Adiga and his colleagues decided that concentrating too much attention on the particle itself in the early stages of picking -- for example, approximating its shape and creating a template into which real images are forced to fit, a process common to all previous automatic methods -- simply added to the difficulty. "We decided that if there's noise, there's noise, so at first let's not deal with the particle but with the noise," he says. "If the particle is the foreground, we deal with the background."
By first establishing the average gray-scale range of the particles of interest, contrast can be maintained while the fine texture of the background is smoothed out. The smoothed-out background is then subtracted.
The next steps involve a procedure called segmentation, developed by Adiga and his colleagues. After the background is subtracted, the micrograph is rendered in high contrast.
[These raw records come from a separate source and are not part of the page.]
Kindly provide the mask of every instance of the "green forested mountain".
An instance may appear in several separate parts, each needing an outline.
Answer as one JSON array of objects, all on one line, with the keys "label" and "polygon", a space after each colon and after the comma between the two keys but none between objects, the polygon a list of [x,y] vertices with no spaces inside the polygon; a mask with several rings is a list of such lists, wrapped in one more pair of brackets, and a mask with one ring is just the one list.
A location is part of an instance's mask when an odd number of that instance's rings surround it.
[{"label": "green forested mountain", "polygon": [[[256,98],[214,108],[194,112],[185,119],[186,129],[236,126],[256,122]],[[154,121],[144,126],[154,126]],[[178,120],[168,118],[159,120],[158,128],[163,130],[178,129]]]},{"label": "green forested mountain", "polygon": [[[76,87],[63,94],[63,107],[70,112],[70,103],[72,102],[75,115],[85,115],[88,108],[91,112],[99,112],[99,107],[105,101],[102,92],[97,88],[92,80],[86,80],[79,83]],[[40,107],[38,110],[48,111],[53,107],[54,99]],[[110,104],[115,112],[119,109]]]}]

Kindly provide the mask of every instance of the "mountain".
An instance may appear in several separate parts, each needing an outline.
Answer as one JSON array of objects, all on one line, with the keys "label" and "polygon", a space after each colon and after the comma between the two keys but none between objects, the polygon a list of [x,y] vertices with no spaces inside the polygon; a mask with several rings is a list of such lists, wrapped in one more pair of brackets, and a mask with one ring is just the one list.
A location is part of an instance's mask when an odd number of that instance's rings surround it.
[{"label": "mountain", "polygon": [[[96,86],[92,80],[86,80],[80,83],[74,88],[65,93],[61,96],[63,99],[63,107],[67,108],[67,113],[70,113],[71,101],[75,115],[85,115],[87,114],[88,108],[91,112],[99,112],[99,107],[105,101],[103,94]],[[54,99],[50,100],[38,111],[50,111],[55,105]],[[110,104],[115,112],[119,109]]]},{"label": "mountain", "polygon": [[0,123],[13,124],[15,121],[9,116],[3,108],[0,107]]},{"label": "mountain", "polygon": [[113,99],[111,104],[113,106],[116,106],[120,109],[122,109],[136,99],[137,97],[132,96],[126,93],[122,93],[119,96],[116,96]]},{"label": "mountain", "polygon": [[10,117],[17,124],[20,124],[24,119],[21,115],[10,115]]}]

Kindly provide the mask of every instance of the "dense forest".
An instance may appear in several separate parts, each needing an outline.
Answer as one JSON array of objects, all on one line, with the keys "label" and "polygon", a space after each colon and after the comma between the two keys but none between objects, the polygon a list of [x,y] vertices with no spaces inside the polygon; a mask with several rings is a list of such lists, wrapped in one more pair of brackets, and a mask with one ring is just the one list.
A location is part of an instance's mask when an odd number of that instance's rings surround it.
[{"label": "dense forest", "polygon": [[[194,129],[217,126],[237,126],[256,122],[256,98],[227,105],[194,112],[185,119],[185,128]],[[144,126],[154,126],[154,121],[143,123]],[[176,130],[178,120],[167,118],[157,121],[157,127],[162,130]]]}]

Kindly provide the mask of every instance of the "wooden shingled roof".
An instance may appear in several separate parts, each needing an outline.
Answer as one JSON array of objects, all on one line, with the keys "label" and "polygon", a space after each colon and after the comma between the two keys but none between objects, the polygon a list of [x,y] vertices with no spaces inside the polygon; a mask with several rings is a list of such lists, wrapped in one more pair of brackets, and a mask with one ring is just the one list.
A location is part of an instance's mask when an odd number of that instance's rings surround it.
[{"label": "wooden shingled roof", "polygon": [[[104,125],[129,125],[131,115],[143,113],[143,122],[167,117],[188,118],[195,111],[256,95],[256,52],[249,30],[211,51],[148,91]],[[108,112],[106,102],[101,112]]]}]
Only shapes of a certain size and brightness are retained; all the rest are thrown away in a step called binarization, or thresholding. "You need not know how the particle looks before you set out to pick good images of it, only how big it is," says Adiga.
The thresholding procedure is iterative, but eventually the processed high-contrast particle images can be matched unambiguously with their originals in the more highly detailed, low-contrast micrograph. Some images may still remain problematic -- for example, some particles may be so close together they appear to be touching; in these cases, an additional procedure called "pinch-off" separates candidates that aren't actually connected and discards those that are. Boxes are drawn around the final picks and their image quality is enhanced by an operation called "shrink-wrapping."
If a portion of an adjacent particle protrudes into the box, it is automatically discarded and replaced with a pattern textured like the rest of the background. At this end stage of the procedure -- although not at the beginning -- it may be advantageous to use templates (which include shape information about the particle) to refine identifications.
Scores of micrographs are needed to supply the hundreds of thousands of particles in a typical large-molecule reconstruction, but a program user needs to set parameters like particle size and gray-scale range only once, on a single micrograph. Thereafter the program runs on its own, sorting through each micrograph in about ten minutes.
Adiga and his colleagues tested the new algorithm by using it to pick images from among over 130,000 ribosome particles in 55 micrographs provided by the Wadsworth Center of the New York State Department of Health in Albany. Adiga separately inspected the 55 micrographs by eye and "manually" selected particles, well over 80 percent of which turned out to be the same as those picked by the program. Fewer than 10 percent of the images chosen by the program were false positives.